The reality is, we must figure out ways to shorten pharmaceutical R&D cycle times so that life-saving drugs can reach patients in need more quickly. Technology that supports automated decision-making for efficiently managing unpredictable, complex, and rapidly moving scenarios is part of the answer. An example that we can all relate to is the evolution of transportation and navigation.
In the days of the horse and buggy, travel was slow so people did not travel very far from home. They were typically familiar with the routes and when they did venture to unfamiliar areas, there were not all that many roads to choose from — remaining on course was easy.
As automotive travel increased, more sophisticated navigational decision-making tools were needed. Road maps, despite the near-impossibility of refolding them, were helpful decision-making tools. However, they could not provide directions based on changing factors.
Mapquest, and other mapping tools of the era, were revolutionary. After entering start and end points, possible routes were calculated and the driver printed out turn-by-turn directions. The primary drawback was that these directions could not respond to mid-journey changes - when confronted with changing conditions, or navigational error, their usefulness quickly dissipated.
Finally, we arrive at modern GPS navigation technology that calculates predictive routes based on recent historic and real-time information. These technologies are robust decision-making support tools when course changes are made, as users are notified immediately of navigational errors and provided with suggested course corrections.
HOW TRAVEL NAV APPLIES TO PHARMA R&D
Drug development processes share common steps and stages, and the end goal for every drug is regulatory approval and market success. Like the navigation analogy outlined above, there is a clear start and end point, and many decisions need to be made along the development journey with inevitable course changes.

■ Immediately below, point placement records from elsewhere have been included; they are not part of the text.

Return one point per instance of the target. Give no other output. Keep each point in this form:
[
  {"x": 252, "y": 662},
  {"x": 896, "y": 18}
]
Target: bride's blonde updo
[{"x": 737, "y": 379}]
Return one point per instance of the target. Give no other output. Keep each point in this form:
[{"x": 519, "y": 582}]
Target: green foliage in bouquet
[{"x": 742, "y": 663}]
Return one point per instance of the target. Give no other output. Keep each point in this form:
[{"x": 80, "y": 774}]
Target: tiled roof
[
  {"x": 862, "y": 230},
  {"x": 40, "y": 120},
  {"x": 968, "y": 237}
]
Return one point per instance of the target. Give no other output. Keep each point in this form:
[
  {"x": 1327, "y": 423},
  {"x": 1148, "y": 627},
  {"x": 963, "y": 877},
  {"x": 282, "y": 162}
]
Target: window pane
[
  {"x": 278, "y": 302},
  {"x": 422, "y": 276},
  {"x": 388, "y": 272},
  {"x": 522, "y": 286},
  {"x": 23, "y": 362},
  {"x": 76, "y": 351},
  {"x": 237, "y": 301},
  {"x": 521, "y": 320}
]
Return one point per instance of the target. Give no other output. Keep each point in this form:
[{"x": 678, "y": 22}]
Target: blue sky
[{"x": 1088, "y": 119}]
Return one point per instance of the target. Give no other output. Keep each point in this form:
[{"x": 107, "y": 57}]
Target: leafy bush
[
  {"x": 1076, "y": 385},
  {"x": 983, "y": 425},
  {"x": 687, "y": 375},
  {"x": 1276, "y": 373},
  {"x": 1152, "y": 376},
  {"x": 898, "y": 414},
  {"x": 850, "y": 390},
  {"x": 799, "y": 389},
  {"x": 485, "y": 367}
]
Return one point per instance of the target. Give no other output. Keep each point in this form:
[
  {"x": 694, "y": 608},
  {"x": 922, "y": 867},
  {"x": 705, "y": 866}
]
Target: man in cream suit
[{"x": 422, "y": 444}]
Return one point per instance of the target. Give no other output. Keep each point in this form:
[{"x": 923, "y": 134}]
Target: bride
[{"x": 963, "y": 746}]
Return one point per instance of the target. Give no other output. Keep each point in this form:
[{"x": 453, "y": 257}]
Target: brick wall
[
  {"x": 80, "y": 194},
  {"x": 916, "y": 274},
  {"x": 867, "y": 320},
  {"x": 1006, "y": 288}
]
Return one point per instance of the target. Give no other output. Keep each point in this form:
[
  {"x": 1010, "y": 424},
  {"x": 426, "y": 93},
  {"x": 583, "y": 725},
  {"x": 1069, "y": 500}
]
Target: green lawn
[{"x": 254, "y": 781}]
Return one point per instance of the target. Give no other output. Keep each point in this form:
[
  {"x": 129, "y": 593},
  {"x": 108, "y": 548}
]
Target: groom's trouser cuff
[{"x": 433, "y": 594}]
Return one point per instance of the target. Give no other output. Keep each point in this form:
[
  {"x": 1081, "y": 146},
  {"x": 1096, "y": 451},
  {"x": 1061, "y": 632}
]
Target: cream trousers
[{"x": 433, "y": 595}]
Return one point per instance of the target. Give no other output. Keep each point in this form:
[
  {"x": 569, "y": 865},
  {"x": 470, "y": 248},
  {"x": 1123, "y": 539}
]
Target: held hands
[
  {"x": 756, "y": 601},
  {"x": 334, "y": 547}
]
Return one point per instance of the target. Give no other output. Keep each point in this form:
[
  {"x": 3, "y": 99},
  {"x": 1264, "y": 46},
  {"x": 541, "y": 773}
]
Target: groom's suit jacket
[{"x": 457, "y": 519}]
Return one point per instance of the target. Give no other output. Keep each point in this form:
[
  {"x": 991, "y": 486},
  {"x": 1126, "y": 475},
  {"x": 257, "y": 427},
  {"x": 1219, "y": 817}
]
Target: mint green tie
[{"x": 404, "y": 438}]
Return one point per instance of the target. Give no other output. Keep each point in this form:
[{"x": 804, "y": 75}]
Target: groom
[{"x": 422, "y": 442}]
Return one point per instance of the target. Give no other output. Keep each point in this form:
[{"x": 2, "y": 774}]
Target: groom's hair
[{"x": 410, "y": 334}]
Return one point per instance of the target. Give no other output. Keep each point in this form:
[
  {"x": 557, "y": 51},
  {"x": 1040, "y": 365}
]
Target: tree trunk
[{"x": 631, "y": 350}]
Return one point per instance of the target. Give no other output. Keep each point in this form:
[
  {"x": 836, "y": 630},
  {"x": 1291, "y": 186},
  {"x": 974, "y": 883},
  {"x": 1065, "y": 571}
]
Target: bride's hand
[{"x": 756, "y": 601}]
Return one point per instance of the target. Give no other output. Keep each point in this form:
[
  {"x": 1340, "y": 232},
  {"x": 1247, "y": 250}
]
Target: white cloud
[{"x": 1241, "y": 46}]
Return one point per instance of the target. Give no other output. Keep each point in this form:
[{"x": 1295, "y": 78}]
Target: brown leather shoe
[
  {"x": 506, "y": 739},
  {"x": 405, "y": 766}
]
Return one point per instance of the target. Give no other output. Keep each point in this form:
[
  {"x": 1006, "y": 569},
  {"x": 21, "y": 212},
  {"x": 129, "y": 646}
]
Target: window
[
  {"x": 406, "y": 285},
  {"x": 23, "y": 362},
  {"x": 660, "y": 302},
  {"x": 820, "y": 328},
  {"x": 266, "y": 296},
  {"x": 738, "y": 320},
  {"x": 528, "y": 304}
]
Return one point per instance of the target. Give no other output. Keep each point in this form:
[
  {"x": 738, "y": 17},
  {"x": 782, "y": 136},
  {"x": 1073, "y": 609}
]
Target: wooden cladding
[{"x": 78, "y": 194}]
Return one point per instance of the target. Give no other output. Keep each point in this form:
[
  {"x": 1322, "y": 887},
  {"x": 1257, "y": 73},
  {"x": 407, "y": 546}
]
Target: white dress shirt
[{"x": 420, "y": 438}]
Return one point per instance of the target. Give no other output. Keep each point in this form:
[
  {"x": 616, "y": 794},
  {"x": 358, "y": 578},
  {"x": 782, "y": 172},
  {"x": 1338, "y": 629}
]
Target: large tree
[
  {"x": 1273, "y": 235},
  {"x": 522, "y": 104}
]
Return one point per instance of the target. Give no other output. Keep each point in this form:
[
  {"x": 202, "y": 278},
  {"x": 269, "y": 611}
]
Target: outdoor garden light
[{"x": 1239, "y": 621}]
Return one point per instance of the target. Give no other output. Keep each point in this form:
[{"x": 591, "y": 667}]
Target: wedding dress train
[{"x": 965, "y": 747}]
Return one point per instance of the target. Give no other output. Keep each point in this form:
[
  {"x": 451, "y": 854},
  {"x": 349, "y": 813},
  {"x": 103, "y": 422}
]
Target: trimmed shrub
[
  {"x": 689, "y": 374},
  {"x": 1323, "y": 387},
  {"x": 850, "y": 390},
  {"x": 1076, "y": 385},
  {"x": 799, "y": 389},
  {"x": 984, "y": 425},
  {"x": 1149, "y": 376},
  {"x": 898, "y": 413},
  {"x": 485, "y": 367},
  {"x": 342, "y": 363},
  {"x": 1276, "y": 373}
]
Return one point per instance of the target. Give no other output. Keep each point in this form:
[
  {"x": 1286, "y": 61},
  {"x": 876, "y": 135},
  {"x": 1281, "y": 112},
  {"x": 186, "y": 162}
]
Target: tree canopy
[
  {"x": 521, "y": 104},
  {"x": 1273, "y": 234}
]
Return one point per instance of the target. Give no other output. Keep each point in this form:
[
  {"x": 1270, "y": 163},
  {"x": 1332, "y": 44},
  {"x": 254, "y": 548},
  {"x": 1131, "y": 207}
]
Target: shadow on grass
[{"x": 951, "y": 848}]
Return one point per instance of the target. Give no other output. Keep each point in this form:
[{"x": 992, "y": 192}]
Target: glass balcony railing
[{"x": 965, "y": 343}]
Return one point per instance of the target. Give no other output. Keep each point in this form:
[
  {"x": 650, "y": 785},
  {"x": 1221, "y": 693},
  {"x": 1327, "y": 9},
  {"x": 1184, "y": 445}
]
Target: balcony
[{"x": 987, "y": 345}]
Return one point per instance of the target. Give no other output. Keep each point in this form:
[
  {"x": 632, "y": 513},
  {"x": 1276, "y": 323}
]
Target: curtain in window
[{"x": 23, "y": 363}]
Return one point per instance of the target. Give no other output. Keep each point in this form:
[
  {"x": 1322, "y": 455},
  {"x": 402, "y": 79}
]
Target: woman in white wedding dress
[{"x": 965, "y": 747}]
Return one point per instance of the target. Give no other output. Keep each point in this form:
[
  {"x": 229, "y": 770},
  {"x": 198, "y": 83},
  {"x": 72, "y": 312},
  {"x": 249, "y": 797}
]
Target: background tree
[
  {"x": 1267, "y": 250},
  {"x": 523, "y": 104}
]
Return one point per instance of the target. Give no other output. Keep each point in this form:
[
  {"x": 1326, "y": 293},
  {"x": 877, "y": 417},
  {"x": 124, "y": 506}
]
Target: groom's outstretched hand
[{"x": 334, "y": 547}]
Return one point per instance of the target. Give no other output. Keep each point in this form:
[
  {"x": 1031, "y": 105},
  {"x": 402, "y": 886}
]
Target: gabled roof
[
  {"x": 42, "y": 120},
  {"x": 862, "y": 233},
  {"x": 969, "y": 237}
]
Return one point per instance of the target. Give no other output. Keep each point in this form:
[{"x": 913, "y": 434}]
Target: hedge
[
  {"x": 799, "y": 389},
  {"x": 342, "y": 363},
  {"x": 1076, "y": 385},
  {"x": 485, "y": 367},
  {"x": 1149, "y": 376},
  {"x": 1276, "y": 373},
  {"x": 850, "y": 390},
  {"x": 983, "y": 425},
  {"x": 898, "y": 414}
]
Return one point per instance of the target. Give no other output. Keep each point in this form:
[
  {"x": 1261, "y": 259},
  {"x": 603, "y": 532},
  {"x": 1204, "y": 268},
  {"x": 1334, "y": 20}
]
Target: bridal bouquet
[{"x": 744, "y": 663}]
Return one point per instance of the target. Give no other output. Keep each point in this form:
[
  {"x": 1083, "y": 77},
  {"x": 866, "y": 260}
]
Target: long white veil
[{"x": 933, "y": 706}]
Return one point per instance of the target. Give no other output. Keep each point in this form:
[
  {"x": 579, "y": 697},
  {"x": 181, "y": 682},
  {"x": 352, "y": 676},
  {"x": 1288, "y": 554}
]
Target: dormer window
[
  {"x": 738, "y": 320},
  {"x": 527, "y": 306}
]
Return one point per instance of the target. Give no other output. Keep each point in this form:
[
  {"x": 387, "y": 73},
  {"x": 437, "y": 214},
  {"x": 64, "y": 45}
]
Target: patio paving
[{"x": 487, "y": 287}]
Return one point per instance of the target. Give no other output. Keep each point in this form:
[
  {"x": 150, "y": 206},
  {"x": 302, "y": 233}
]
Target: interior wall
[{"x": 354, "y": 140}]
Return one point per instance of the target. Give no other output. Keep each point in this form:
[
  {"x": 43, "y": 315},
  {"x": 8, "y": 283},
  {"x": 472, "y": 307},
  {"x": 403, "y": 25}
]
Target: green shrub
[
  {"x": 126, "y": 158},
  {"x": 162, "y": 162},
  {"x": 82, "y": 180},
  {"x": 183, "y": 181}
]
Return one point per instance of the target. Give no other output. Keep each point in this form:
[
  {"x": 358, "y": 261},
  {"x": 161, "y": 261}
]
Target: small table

So how can drug development processes, with changing mid-process steps, be automated? First, we need to understand the differences between flow-centric processes and decision-centric processes.
Flow-centric process designs assume that the order of actions is not variable. A workflow engine determines what happens next based on unchanging rules. Returning to our navigation analogy, a journey that never changes midway in response to traffic, road closures or construction represents a flow-centric process. Flow-centric processes are easy to construct, however, they break down within workflows that do not progress in a serial or completely predictable fashion.
In contrast, decision-centric workflows are driven by the user and constrained by business rules that determine which activities are selectable and/or required. Based on conditions (e.g., the data captured, decisions made, the status of the workflow), the process workflow may present different options. Conditions may change in such a way that some of the planned activities are no longer appropriate, and other activities might become appropriate that were not available before.
Trying to manage a changing process using a flow-centric/procedural workflow involves building complex internal routing, leading to a spider web of possible paths in a workflow diagram. Maintaining this complexity is simply not practical within most organizations.
This is a significant reason why many pharma companies use Excel worksheets and other ad hoc tracking and process design tools. Drug development, and many other processes within life sciences, are most definitely decision-centric. But because most process design software tools cannot handle decision-centric processes without extensive IT development costs and highly trained users, life sciences organizations often piece together process design and tracking tools. However, this ad hoc approach does not facilitate process automation or cross-team collaboration, greatly escalates the risk of errors, adds time and costs.
I have had success using Work-Relay to build/manage complex processes for clients on an enterprise Salesforce platform. Also, we are likely to see more technology tools in the future that tackle decision-centric processes.